The payer, however, needs SUI for gas even when paying USDC, and must already hold a coin
object of the asset being sent. The SDK ships the standard self-gas Coin<USDC> transfer.
Plan before you pay
Section titled “Plan before you pay”Because SUI is the gas coin even when the payment is in USDC, a payer can hold plenty of USDC and
still be unable to settle — the classic gas-token shortfall. planPayment()
reads balances and gas on-chain and reports it as a blocker before any send (it never throws on
fundability):
const plan = await client.planPayment('https://api.example.com/report')if (plan && !plan.payable) { console.log(plan.fundingHint) // e.g. "needs more SUI for gas" — one human-readable line}// → PaymentPlan | null (null when the URL isn't payment-gated)When the payment token is fine but gas isn’t, the blocker is INSUFFICIENT_GAS (vs
INSUFFICIENT_TOKEN when you’re short the USDC itself). If you instead let
fetch(url, { autoRoute: true }) settle and no rail is
fundable, it throws a PaymentDeclinedError whose .message is the same funding hint — before
any send:
import { PaymentDeclinedError } from '@piprail/sdk'
try { await client.fetch('https://api.example.com/report', { autoRoute: true })} catch (err) { if (err instanceof PaymentDeclinedError) { // unsettleable on Sui — likely short on SUI gas or USDC; .message carries the hint console.error(`Couldn't pay on Sui: ${err.message}`) } else { throw err }}Proof binding — Template B (digest-bound)
Section titled “Proof binding — Template B (digest-bound)”Sui verification is digest-bound, like EVM and Solana: the proof ref is the tx digest. The
merchant reads the transaction’s balance changes and looks for a positive change of the required
coin type to payTo. The watched recipient and coin type always come from the trusted
accept, never the client-supplied ref, so a forged echo can’t redirect verification.
Because no memo binds the tx to this specific challenge beyond amount and recipient, the
single-use proof set and a tight recency window are load-bearing on Sui — the same as on every
digest-bound chain.
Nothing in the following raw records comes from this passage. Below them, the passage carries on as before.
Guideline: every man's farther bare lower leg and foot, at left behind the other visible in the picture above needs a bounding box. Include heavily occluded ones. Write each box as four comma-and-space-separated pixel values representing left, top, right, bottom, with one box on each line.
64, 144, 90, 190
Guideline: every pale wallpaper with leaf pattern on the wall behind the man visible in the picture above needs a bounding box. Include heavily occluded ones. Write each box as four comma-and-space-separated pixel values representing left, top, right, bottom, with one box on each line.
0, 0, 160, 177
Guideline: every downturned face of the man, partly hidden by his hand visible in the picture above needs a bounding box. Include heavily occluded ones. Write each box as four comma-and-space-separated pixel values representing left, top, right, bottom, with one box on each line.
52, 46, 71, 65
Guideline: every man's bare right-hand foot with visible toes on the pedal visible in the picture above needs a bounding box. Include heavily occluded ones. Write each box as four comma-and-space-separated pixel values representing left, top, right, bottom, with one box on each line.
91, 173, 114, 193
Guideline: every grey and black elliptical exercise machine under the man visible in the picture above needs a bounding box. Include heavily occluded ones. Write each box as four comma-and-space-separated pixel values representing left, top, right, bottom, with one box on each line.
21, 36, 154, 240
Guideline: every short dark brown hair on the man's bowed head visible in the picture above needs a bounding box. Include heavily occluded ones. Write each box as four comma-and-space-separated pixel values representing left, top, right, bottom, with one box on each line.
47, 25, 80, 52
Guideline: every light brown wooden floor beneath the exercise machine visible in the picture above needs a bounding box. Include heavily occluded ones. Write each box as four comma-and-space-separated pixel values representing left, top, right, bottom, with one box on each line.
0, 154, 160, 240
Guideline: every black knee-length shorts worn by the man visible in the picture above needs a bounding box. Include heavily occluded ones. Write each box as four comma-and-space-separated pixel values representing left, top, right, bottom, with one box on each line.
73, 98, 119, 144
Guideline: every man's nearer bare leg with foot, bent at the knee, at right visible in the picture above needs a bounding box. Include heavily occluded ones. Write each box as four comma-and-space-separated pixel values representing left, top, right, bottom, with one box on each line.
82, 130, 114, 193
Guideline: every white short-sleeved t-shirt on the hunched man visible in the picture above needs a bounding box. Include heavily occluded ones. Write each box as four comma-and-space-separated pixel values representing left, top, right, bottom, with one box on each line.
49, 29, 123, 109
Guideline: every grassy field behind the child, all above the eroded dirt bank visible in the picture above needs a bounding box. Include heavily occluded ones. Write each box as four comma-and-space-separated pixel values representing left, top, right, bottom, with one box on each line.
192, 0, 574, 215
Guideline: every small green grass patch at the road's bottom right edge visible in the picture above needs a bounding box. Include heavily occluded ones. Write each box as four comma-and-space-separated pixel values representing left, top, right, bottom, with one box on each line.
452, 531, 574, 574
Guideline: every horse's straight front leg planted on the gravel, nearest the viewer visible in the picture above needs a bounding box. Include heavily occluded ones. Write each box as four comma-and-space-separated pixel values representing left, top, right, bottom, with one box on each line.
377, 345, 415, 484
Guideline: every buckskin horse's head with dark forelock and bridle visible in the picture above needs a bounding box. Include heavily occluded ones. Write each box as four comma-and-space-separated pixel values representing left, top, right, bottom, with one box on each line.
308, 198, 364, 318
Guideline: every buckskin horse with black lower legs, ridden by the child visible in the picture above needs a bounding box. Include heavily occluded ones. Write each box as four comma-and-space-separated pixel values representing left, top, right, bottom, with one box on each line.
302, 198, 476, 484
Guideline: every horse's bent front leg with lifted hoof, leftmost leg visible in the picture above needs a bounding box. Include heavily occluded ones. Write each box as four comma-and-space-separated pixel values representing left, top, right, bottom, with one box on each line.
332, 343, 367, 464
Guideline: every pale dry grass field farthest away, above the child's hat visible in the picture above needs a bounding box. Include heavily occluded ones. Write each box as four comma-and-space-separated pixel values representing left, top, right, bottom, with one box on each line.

For multi-instance deployments use a persistent isUsed / markUsed store
and keep maxTimeoutSeconds tight.
requirePayment({ chain: 'sui', token: 'USDC', amount: '0.10', payTo: '0x…', maxTimeoutSeconds: 120, isUsed: (ref) => redis.exists(ref), // persistent across instances markUsed: (ref) => redis.set(ref, 1),})See proof binding for how Templates A and B differ, and replay protection for the proof store.
In the browser
Section titled “In the browser”Sui runs client-side: its libraries load from the CDN via an import map (see examples/browser/),
the same one line as on Node, Bun, Deno, or Workers. The lazy import means a page that doesn’t
name 'sui' never downloads @mysten/sui.